The art of documentary making has been celebrated in style at Kino-Teatr in Norman Road this month, with a eclectic thoughtful programme which had something to please just about anyone.
The festival opened with Michael Moore’s examination of the Trump presidency, Fahrenheit 9/11, and culminated in BBC Panorama producers talking about their work in Back To The Falklands - Brothers In Arms, and Aleppo - Life Under Siege, by way of unique Japanese artist Yayoi Kusama, and a free-spirited street cat in Istanbul.
Olga Mamanova of Kino-Teatr commented: “This was the first DocFest that I curated and put together, after a short Human Rights Documentary Weekend in 2017, when we had a Q&A with Peter Taylor OBE, a BBC journalist, writer and presenter and film maker, especially known for his work in Northern Ireland.
“We then screened Bobby Sands 66 days, Ukraine On Fire and I’m Not Your Negro. The success of the weekend inspired me. Throughout the three and a half years of Kino-Teatr, we regularly screened documentaries of different subject matter - Bolshoi Babylon and Nureyev, Alexander McQueen and Dior, Amy and Poly Styrene, among others.

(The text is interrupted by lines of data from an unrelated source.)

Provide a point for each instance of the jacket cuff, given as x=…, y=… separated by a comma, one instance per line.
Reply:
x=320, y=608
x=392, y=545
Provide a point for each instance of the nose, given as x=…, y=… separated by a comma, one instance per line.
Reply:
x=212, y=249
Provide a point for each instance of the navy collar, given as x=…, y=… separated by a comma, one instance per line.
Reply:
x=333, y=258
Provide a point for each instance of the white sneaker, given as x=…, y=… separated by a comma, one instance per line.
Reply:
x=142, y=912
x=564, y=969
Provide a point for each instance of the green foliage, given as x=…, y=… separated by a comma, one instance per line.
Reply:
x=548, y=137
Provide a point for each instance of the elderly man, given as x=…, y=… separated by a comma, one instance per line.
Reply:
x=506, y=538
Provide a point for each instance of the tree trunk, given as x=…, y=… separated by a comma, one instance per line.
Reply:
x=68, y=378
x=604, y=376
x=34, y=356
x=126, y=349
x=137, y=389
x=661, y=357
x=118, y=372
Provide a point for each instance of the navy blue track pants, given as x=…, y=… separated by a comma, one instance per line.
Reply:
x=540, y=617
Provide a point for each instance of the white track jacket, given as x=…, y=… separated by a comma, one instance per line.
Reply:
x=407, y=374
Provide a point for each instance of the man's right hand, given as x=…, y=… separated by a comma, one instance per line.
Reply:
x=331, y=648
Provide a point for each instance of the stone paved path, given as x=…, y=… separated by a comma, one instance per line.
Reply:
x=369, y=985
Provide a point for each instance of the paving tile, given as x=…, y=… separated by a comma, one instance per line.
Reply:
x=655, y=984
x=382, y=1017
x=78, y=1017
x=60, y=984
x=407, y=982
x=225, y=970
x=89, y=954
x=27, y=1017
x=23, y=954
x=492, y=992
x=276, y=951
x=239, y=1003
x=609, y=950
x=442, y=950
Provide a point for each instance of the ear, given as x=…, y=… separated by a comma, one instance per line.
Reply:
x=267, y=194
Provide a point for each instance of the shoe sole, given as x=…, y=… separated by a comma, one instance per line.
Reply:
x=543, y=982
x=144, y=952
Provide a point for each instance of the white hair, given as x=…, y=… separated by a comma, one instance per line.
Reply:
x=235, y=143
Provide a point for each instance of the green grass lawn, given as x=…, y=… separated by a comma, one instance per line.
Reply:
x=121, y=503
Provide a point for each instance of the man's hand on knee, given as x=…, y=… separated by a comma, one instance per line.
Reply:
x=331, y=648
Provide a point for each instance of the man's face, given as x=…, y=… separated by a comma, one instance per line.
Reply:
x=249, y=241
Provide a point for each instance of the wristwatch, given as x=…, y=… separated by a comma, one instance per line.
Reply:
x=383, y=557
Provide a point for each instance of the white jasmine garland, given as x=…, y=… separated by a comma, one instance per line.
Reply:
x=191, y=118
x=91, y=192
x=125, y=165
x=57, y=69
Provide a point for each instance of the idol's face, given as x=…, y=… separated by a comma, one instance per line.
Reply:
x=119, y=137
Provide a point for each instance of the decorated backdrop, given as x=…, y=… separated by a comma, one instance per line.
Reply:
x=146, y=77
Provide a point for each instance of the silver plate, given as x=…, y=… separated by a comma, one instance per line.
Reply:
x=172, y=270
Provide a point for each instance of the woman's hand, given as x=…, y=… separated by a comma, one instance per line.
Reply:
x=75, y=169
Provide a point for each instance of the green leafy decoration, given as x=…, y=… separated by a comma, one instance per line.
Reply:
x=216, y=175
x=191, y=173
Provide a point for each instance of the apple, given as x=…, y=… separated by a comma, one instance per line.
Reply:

“As an author of three non-fiction books and an art documentary (screened on Russian television) I had personal interest in the genre. I am overwhelmed by the response from everyone who came to the DocFest at Kino-Teatr last week and enjoyed our programme of films and live events, by their support and appreciation, especially considering we are not a funded venue and the docfest was possible only through selling the tickets. “We celebrated the art of documentary making and the documentary makers, and how the genre evolved from the first newsreels, short ‘actuality films’ and romantic docu-dramas like Nanook Of The North, into the City symphonies of the 1920s avant-garde visual artists and historical, political investigations - and beyond.
“A documentary has to be convincing and creative, it is stating the truth as well as searching for truth - and the broad spectre and diversity of films of that week proved to be a mind blowing achievement in documentary making - an extraordinary artistic journey of Orson Welles in a film by Mark Cousins, and remarkable life of Japanese female artist Kusama, a reflection on the times of the Trevor Grifiths’ play Oi For England with a talk which included special guest, actor Paul McGann.
“It was great to see the community brought together by the screening of Re: A Pier, a documentary by Archie Lauchlan, and by the extraordinary story of defiance and solidarity of Scottish workers with Chile in the 1970s (Nae Pasaran was followed by a discussion that included director and the local refugee and Labour activists).
“One of the most popular films was an award-winning Turkish documentary about the secret life of cats in Istanbul - Kedi. The festival had its finale on Sunday with special screenings and Q&A with the film makers who produced documentaries for the BBC Panorama - Aisling O’Connor and Stephen Mizelas - they generously shared their experiences in working on Back To The Falklands’ and Aleppo: Life under Siege. These are the films that are vital, filmed with passion and purpose, true visual poems, and touched the audience with their humanity. Early documentary makers were convinced that the movie camera, with its different angles, editing, slow motion/ stop motion/fast motion - captures reality more accurately and diverse than a human eye.
“So a DocFest is established at the heart of St. Leonards on Sea - lets make it a new tradition. A tradition to celebrate most innovative documentaries and most surprising stories.”